はじめに,最大CoCを求めます.各ピクセルにおいて,最大CoCに割合を乗算することで,CoCを求めます.最大CoCの計算ですが,ガウスのレンズ結像式と三角形の相似から求めることができます.
ガウスのレンズ結像式は以下のとおりです.
焦点距離と開口径の関係を表すF値(絞り値)ですが,レンズから入る光の量を数値で表しており,焦点距離÷有効口径で計算することができます.今回はF値をパラメータで設定するため,焦点距離とF値から開口径Aを求めます.

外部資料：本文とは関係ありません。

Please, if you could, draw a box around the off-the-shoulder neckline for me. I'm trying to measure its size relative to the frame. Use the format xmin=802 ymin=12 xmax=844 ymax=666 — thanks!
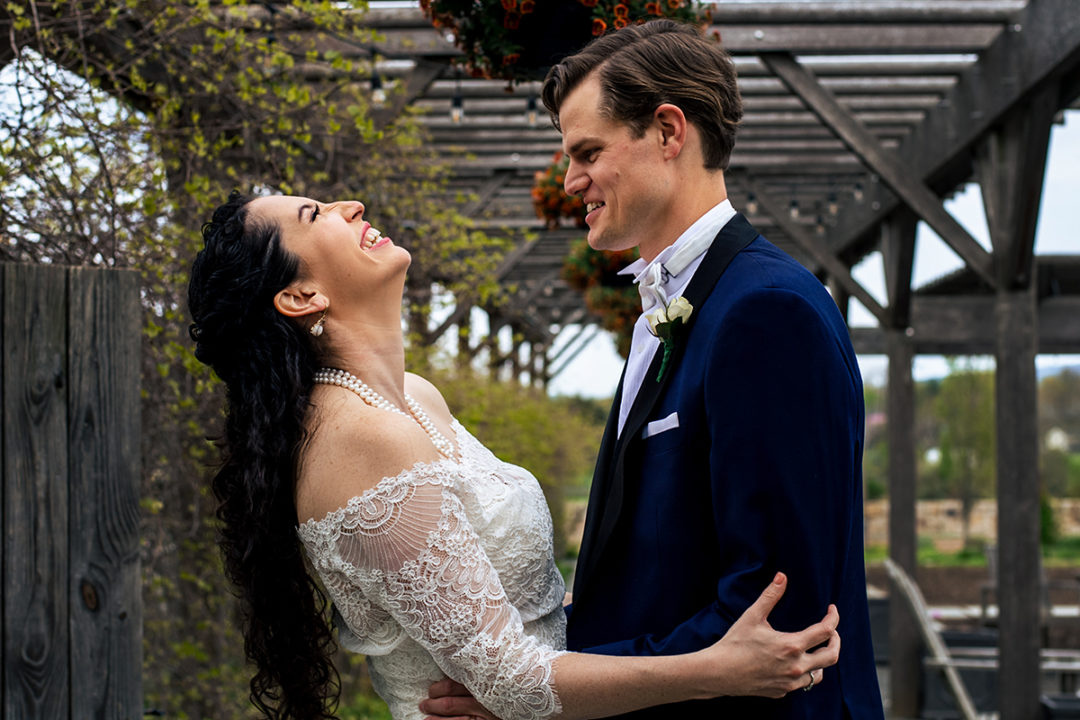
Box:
xmin=297 ymin=417 xmax=469 ymax=530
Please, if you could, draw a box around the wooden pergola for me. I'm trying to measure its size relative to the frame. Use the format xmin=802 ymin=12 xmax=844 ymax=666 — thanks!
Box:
xmin=368 ymin=0 xmax=1080 ymax=720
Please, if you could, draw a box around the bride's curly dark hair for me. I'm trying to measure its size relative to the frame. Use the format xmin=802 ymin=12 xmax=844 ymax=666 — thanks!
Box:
xmin=188 ymin=191 xmax=340 ymax=720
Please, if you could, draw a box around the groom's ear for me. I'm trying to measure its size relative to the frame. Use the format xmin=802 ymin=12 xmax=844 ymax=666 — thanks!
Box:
xmin=652 ymin=103 xmax=689 ymax=160
xmin=273 ymin=282 xmax=329 ymax=317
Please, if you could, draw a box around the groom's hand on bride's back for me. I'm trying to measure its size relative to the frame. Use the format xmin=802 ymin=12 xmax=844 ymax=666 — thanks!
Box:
xmin=420 ymin=678 xmax=499 ymax=720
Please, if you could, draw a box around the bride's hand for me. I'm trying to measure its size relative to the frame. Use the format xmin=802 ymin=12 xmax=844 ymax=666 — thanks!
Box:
xmin=702 ymin=572 xmax=840 ymax=697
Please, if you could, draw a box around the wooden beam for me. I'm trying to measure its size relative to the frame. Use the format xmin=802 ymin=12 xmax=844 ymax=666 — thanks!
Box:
xmin=713 ymin=24 xmax=1001 ymax=55
xmin=761 ymin=53 xmax=995 ymax=286
xmin=833 ymin=0 xmax=1080 ymax=254
xmin=881 ymin=207 xmax=918 ymax=328
xmin=995 ymin=290 xmax=1042 ymax=720
xmin=461 ymin=171 xmax=514 ymax=217
xmin=739 ymin=175 xmax=889 ymax=326
xmin=372 ymin=57 xmax=446 ymax=130
xmin=975 ymin=82 xmax=1059 ymax=289
xmin=851 ymin=296 xmax=1080 ymax=355
xmin=548 ymin=325 xmax=600 ymax=380
xmin=711 ymin=0 xmax=1025 ymax=26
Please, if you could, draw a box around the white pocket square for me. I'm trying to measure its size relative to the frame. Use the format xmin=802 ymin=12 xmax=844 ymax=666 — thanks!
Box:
xmin=642 ymin=412 xmax=678 ymax=439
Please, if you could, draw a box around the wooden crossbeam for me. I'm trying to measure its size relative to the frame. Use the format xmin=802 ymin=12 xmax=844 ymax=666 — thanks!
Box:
xmin=833 ymin=0 xmax=1080 ymax=255
xmin=740 ymin=177 xmax=889 ymax=327
xmin=761 ymin=53 xmax=996 ymax=286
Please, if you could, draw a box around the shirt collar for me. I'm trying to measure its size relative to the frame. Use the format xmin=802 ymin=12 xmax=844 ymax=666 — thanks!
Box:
xmin=619 ymin=199 xmax=735 ymax=283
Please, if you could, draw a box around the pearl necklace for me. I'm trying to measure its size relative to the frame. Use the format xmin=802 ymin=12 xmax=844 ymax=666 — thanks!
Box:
xmin=315 ymin=367 xmax=454 ymax=458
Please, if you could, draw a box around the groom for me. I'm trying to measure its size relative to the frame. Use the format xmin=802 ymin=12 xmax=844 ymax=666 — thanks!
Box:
xmin=423 ymin=21 xmax=882 ymax=720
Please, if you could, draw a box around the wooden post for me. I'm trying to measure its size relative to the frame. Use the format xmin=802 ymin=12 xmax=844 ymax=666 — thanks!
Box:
xmin=995 ymin=285 xmax=1041 ymax=720
xmin=2 ymin=264 xmax=70 ymax=720
xmin=0 ymin=264 xmax=143 ymax=720
xmin=976 ymin=81 xmax=1059 ymax=720
xmin=67 ymin=268 xmax=143 ymax=719
xmin=886 ymin=329 xmax=922 ymax=718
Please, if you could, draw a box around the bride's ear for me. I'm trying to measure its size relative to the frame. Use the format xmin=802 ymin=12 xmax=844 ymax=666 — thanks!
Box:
xmin=273 ymin=283 xmax=330 ymax=317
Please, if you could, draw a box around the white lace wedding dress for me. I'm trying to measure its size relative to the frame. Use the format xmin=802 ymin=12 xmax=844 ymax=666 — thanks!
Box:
xmin=298 ymin=420 xmax=566 ymax=720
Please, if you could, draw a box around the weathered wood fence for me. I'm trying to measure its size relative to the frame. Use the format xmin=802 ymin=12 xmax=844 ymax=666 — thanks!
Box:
xmin=0 ymin=264 xmax=143 ymax=720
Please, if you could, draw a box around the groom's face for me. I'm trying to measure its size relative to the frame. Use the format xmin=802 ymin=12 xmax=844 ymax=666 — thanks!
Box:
xmin=558 ymin=76 xmax=672 ymax=255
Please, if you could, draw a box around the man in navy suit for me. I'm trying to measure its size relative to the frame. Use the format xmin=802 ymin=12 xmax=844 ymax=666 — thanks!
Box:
xmin=421 ymin=21 xmax=882 ymax=720
xmin=543 ymin=21 xmax=882 ymax=720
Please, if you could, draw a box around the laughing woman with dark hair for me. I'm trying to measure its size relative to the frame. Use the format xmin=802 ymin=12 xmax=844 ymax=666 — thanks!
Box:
xmin=188 ymin=194 xmax=839 ymax=720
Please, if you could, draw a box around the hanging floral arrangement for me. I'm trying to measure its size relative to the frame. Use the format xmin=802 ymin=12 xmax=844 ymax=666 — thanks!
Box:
xmin=532 ymin=152 xmax=585 ymax=230
xmin=420 ymin=0 xmax=712 ymax=83
xmin=563 ymin=240 xmax=642 ymax=357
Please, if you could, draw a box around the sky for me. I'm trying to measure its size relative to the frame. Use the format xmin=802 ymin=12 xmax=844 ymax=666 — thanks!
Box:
xmin=548 ymin=110 xmax=1080 ymax=397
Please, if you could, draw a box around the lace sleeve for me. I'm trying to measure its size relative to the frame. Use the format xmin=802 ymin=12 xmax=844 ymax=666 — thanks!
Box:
xmin=313 ymin=468 xmax=562 ymax=720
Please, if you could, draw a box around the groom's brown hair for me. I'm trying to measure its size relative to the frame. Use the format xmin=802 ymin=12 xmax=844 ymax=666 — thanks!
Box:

次に,青い2つの三角形に着目します.これらは相似であるため,線分比率
$${A:C=d:(b-d)}$$
となります.よって,CoC(=C)は以下のように求めることができます.
b > dの場合,一度光が一点に収束した後拡散し,錯乱円が発生します.b < dの場合,光が一点に収束することなく錯乱円が発生します.また,レンズ結像式と開口径の式を用いて,以下のようにまとめることができます.
この時,Cが最大となるような状態の場合,cすなわち被写体からレンズまでの距離が無限遠に離れているときであり,
このように最大CoCを求めることができます.これにあたるのがmaxCoC変数の計算になります(コード上にも補足説明が欲しいですね).式のaが変数Pにあたります.
次に,画像サイズに適したボケサイズを決定します.
「empirically derived from the ring count(経験的に導き出された)」
…だそうです.
DoBokehDepthOfField 関数前半部分を切り取ります.
フォーカス距離(レンズからピントが合う位置までの距離),最大CoC,画像サイズに合わせた最大CoC半径,画像のアスペクト比をVector4型に格納し,_CoCParamsプロパティの値を更新します.
DoBokehDepthOfField - Bokehカーネルの算出
パラメータ計算の後半部分,Bokehカーネルの算出を見ていきましょう.後ほどシェーダ処理で出てきますが,各ピクセルに対して,求めたカーネルを用いて”ボケ具合”をサンプリングし,カラーを決定します.カーネルとはここでは「絞り羽根でつくられるシャッター形状配列」のことを指し,単位円に内接する正多角形をあらわした配列となります.座標配列計算はPrepareBokehKernel 関数で処理しており,m_BokehKernelに格納します.この値をShaderConstants._BokehKernelのnameIDを指定し,シェーダ側で扱えるようにします.それでは,PrepareBokehKernel 関数を見ていきます.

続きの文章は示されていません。